The United States of Hypocrisy and International Day Against Torture

in #politics3 years ago

"On #InternationalDayAgainstTorture, we recognize the bravery and humanity of victims and survivors of torture around the world. We will not waver in our commitment to condemn and eliminate torture, promote accountability for perpetrators, and support victims in their healing." That's the statement from US Secretary of State Antony Blinken regarding the supposed stance of the Department of State on torture. Let's not kid ourselves, even without knowing the full extent of the US Empire's crimes one can tell that the statement is inherently surface level and shallow, and it has to be. A statement like that has to be nothing but platitudes, as US officials are incapable of taking active measures to mitigate the widespread occurrences of torture around the world for that would hinder their own activity. They can't bring attention to actual instances of torture for that would be the equivalent of holding a mirror to US policy and drawing the features of its reflection.
The instances of torture at the hands of the US Empire are so far and wide that the only possible time to go over all of it should be done as a punishment to the perpetrators of these crimes. There is for a start a whole trove of the "enhanced interrogation" techniques used on innocents at Guantánamo Bay and CIA torture prisons(https://wikileaks.org/gitmo/), the targeting and eventual torture of journalist Julian Assange (https://www.republik.ch/2020/01/31/nils-melzer-about-wikileaks-founder-julian-assange), or even the torture committed by terrorist groups who received funding and training from the US (https://www.blackagendareport.com/stop-turkish-invasion-syria). The domestic side of torture isn't better either, as the Empire will always turn inwards and bring its foreign policy back home. The purely draconian conditions within the US prison system constitute enough instances of torture yet it does not stop there; the treatment of protestors at the hands of the police leaves scars, trauma, and survivor's guilt. The obstacles heaped upon unhoused people just so they can survive constitute a kind of cruelty that we unfortunately come to expect in the global superpower. The vast history of human experiments such as MK Ultra and the Tuskegee Study put on a clinic in how to honor the history of Josef Mengele. Need I go on? Where is the rush from the US and the West to stop all this?

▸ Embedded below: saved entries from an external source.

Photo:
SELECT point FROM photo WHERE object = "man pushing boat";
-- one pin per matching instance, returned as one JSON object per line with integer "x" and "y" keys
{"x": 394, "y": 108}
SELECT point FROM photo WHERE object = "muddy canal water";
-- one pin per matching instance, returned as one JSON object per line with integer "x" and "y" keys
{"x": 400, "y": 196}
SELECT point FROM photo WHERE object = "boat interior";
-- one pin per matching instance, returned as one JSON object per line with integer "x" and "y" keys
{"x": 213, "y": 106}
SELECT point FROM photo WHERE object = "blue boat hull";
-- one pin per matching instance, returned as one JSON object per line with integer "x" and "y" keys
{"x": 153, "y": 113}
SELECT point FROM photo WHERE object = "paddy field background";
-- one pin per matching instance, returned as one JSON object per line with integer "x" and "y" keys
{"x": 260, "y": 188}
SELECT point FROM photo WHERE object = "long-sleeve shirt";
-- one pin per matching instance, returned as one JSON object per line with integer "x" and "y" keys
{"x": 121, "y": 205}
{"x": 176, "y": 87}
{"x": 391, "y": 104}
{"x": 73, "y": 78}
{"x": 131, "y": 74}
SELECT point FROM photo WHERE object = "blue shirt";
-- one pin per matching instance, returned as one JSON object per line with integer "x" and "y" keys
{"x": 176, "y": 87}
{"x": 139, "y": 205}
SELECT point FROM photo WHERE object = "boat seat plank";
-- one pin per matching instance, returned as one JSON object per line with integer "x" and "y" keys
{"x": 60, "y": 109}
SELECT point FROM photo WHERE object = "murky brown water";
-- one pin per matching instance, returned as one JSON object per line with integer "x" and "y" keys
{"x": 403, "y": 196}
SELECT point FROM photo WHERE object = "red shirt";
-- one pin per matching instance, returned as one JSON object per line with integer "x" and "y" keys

Evidently these special days serve as no more than a propaganda front for the West, a grasp at maintaining the crumbling legitimacy they have only in the eyes of their bootlickers. We see the same thing on World Press Freedom Day, World Refugee Day, Human Rights Day; because what excites the West more than once again taking on the White Man's Burden? When a false image of "civility" is the Empire's tool, their mouthpieces love nothing more than to attempt to give directions to other nations based off a moral compass that they lack. Say what you want about other dictators and totalitarian regimes around the world, their levels of hypocrisy cannot match those of the US and its allies. And the despots themselves know this; they see right through the West's attempted white savior circle-jerk and immediately note their crimes as a green light for them to do the same to their own country. The hypocrisy inherent in these "holidays" knows no bounds, and it contributes to the overall decimation of human rights around the world.